Ainsi, pour prendre cet exemple, l'Homme, avec un grand H, est la somme d'Adam, d’Eve et de Dieu. Cette addition de concepts pour en faire une somme, nous la retrouvons dans notre symbolisme ou le nombre sept, pour ne citer que celui-là est la somme de trois, représentant la nature morale ou divine et de quatre, la nature physique. Nous avons vu pourtant qu'il serait tout aussi sensé de prétendre qu'il serait la somme de cinq et de deux, comme neuf est la somme de sept et de deux.

Pourquoi donc ce besoin de mathématique ? Est-ce pour donner à notre symbolisme une rigueur rationnelle parce que, à l'instar de Kant « il n'y a de science proprement dite qu'autant qu'il s'y trouve de la mathématique » ? Est-ce plutôt une recherche désespérée, désespérante pour certains, de se donner les moyens de comprendre l'incompréhensible ? De donner à tout prix un fondement au savoir comme nous le disions plus haut ? A ce point, je me contente de poser la question.

Je voudrais terminer en soulevant un dernier point qui m'interpelle lorsque j'observe les étapes qui nous ont conduits de l'Inde à la F.M. spéculative en passant par le temple de Salomon, Rabelais et, comme vous le savez maintenant la cheminée. Je veux parler de cette question, évoquée en préambule et soulevée par Foucault, de la continuité ou de la discontinuité de l'Histoire. « Mon travail, disait-il, c'est essayer de retrouver dans l'histoire de la science, des connaissances et du savoir humain, quelque chose qui en serait comme l'inconscient ». « Vouloir faire de l'analyse historique le discours du continu, et faire de la conscience humaine le sujet originaire de tout savoir et de toute pratique, ce sont les deux faces d'un même système de pensée. Le temps y est conçu en termes de totalisation et la révolution n'y est jamais qu'un prise de conscience ».

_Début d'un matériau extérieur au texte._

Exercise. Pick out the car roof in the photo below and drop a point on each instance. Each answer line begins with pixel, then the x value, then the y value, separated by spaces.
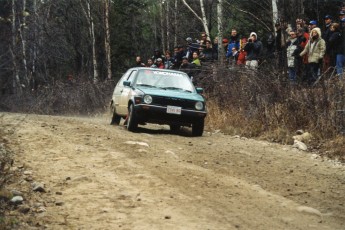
pixel 157 69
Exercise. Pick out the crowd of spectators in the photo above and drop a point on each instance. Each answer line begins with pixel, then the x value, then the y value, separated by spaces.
pixel 305 49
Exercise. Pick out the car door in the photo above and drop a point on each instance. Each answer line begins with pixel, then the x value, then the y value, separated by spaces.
pixel 125 93
pixel 118 91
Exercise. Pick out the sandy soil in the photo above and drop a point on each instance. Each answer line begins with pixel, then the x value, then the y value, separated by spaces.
pixel 99 176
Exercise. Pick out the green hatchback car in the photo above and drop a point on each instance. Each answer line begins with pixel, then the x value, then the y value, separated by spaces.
pixel 159 96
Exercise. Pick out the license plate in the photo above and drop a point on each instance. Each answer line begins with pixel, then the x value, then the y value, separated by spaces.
pixel 173 109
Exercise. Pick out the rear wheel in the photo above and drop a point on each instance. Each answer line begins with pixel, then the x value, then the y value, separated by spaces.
pixel 175 128
pixel 115 120
pixel 132 121
pixel 198 128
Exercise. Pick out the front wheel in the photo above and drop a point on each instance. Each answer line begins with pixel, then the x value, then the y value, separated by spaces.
pixel 175 128
pixel 198 128
pixel 132 123
pixel 115 120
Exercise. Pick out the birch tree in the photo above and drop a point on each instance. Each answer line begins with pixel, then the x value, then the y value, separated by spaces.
pixel 274 13
pixel 16 80
pixel 22 27
pixel 202 18
pixel 89 16
pixel 221 54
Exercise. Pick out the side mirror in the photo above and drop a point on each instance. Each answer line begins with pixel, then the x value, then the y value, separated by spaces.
pixel 199 90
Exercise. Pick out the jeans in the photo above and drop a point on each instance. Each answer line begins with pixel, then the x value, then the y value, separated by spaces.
pixel 340 62
pixel 292 74
pixel 313 69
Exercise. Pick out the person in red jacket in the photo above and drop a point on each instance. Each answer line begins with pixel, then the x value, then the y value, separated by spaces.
pixel 241 60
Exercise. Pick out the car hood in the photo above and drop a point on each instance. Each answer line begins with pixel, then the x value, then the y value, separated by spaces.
pixel 171 93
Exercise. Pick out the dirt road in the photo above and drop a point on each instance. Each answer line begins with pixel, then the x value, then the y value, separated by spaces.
pixel 99 176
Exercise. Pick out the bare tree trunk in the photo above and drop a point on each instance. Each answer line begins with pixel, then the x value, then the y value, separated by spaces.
pixel 221 54
pixel 203 18
pixel 107 38
pixel 274 13
pixel 175 24
pixel 89 17
pixel 162 25
pixel 167 19
pixel 23 39
pixel 16 81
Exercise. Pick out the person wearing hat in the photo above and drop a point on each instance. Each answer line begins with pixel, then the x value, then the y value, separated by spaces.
pixel 315 50
pixel 233 43
pixel 241 60
pixel 157 54
pixel 312 24
pixel 341 15
pixel 191 47
pixel 253 49
pixel 326 36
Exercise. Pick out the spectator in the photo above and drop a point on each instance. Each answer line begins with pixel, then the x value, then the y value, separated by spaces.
pixel 270 46
pixel 203 39
pixel 253 49
pixel 234 57
pixel 191 48
pixel 280 44
pixel 215 48
pixel 302 62
pixel 159 63
pixel 186 66
pixel 326 36
pixel 169 61
pixel 315 50
pixel 207 53
pixel 196 60
pixel 138 62
pixel 225 43
pixel 291 53
pixel 178 55
pixel 334 43
pixel 312 25
pixel 233 42
pixel 241 60
pixel 150 63
pixel 341 15
pixel 157 54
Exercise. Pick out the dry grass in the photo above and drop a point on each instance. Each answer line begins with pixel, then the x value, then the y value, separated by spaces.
pixel 263 104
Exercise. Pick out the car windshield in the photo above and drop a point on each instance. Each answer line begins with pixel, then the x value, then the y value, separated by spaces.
pixel 167 80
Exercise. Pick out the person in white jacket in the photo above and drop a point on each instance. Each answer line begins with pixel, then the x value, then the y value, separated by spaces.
pixel 315 50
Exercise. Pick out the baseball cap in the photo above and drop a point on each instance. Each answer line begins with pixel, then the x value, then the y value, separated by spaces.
pixel 189 39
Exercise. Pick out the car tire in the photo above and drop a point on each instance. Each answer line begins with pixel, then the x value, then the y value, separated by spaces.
pixel 132 123
pixel 115 120
pixel 175 128
pixel 198 128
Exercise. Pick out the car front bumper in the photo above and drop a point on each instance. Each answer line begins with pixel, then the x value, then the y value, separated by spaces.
pixel 158 115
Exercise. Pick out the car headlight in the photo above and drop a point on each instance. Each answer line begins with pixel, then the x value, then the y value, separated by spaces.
pixel 147 99
pixel 199 105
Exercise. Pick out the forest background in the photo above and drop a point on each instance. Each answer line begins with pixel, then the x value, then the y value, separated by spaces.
pixel 64 57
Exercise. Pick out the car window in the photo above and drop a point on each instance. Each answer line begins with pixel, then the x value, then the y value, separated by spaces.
pixel 164 79
pixel 128 76
pixel 132 76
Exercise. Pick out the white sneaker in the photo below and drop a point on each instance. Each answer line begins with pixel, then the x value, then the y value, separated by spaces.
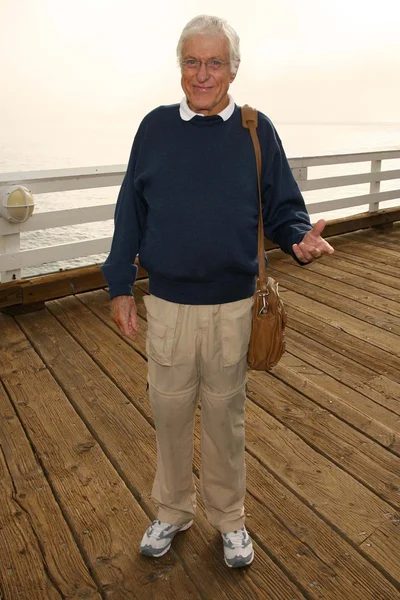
pixel 158 538
pixel 238 548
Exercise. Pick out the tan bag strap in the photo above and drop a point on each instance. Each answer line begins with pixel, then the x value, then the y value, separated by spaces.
pixel 250 122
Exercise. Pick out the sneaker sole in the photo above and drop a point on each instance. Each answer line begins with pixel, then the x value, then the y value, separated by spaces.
pixel 148 553
pixel 246 564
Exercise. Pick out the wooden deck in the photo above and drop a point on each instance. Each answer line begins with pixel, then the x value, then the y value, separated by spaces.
pixel 323 444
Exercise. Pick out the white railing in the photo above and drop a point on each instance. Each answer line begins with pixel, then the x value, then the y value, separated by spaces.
pixel 13 259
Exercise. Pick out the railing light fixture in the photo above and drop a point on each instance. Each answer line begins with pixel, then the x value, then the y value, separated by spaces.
pixel 16 203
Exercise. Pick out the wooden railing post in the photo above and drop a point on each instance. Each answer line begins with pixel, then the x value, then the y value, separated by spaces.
pixel 375 186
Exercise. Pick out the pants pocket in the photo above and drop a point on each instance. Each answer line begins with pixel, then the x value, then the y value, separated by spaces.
pixel 236 320
pixel 161 327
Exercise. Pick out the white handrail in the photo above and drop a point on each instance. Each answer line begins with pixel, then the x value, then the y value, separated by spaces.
pixel 12 259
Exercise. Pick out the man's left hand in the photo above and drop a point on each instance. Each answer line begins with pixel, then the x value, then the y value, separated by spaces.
pixel 313 245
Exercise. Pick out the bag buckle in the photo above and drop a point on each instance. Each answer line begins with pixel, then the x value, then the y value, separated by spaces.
pixel 264 308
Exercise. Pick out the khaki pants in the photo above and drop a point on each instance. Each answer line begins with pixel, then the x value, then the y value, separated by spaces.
pixel 199 352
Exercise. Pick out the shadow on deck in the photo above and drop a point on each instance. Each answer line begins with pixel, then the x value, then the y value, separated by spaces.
pixel 77 454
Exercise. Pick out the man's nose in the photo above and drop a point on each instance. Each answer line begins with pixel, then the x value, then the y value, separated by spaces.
pixel 202 73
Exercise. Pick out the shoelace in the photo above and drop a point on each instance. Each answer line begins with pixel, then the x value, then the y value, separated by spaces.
pixel 236 537
pixel 158 527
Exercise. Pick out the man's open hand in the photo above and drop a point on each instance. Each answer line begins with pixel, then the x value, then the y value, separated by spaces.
pixel 124 314
pixel 313 245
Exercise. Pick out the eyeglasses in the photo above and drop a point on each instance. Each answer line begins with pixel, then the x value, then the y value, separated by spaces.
pixel 190 64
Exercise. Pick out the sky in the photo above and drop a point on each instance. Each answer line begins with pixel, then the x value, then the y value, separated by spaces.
pixel 105 63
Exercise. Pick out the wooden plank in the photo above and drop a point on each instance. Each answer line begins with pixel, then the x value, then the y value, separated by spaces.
pixel 361 221
pixel 348 575
pixel 325 564
pixel 363 250
pixel 383 546
pixel 347 272
pixel 103 514
pixel 338 287
pixel 320 428
pixel 371 263
pixel 386 238
pixel 55 285
pixel 40 558
pixel 320 364
pixel 382 389
pixel 342 335
pixel 336 159
pixel 124 433
pixel 345 503
pixel 346 322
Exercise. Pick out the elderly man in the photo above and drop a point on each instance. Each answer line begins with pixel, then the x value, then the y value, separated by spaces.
pixel 188 206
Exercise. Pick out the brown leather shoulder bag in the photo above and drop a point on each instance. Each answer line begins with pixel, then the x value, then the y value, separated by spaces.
pixel 267 340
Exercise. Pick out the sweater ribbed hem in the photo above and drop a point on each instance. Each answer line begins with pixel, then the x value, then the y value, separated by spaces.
pixel 189 292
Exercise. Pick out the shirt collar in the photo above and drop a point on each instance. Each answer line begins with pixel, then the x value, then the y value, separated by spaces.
pixel 187 114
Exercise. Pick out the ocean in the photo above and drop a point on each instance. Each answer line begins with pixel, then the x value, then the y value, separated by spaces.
pixel 64 147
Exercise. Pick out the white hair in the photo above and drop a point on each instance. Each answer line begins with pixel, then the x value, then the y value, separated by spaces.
pixel 208 25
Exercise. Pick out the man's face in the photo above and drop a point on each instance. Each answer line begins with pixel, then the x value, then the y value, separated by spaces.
pixel 206 89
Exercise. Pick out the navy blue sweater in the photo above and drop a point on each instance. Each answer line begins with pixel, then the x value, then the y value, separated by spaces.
pixel 188 206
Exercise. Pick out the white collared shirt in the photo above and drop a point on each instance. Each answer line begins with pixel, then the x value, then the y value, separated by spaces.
pixel 187 114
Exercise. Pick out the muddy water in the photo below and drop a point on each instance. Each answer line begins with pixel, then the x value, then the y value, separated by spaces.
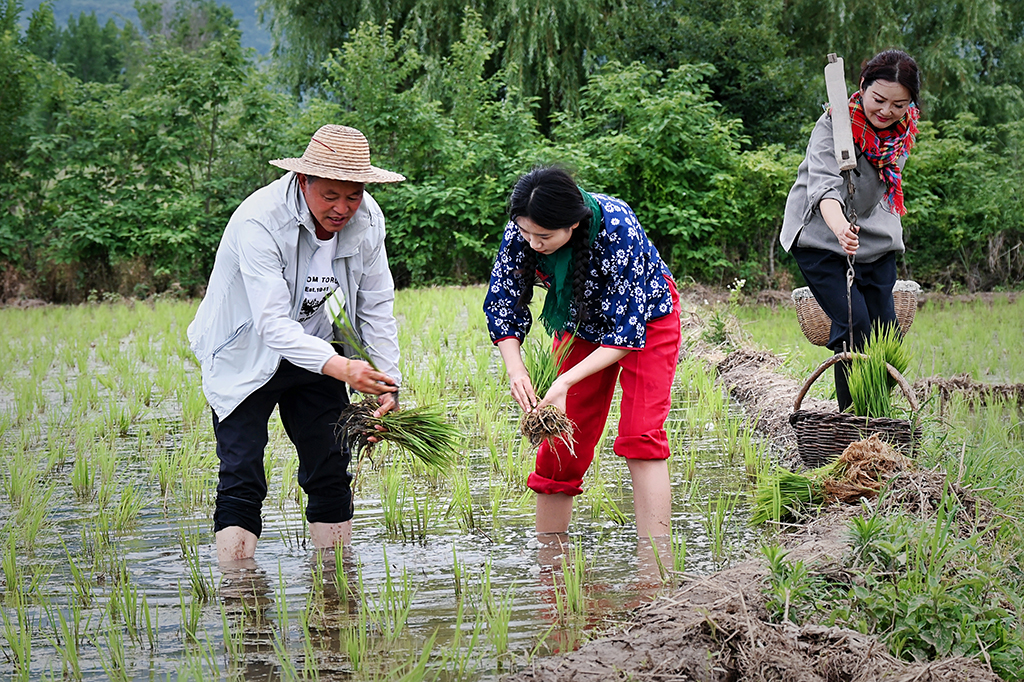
pixel 278 620
pixel 620 577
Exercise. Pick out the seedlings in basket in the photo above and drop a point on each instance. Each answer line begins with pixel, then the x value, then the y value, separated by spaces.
pixel 550 422
pixel 869 381
pixel 421 431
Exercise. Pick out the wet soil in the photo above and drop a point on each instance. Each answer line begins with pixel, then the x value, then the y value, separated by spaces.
pixel 715 629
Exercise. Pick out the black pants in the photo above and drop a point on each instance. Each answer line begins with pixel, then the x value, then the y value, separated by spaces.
pixel 309 405
pixel 870 295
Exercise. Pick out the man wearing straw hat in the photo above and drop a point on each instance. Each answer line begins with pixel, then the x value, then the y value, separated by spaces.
pixel 263 338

L'histoire des nombres, avec ses ruptures, ses conceptions différentes et communes à la fois, ses révolutions et leurs cortèges de découvertes, sa marche en avant écartelée entre les rationalistes et les ésotéristes, entre le ciel et les étoiles, entre l'inconscient et la science exacte, en est une démonstration éclatante.

« Chaque vie est un point de vue sur l'Univers ».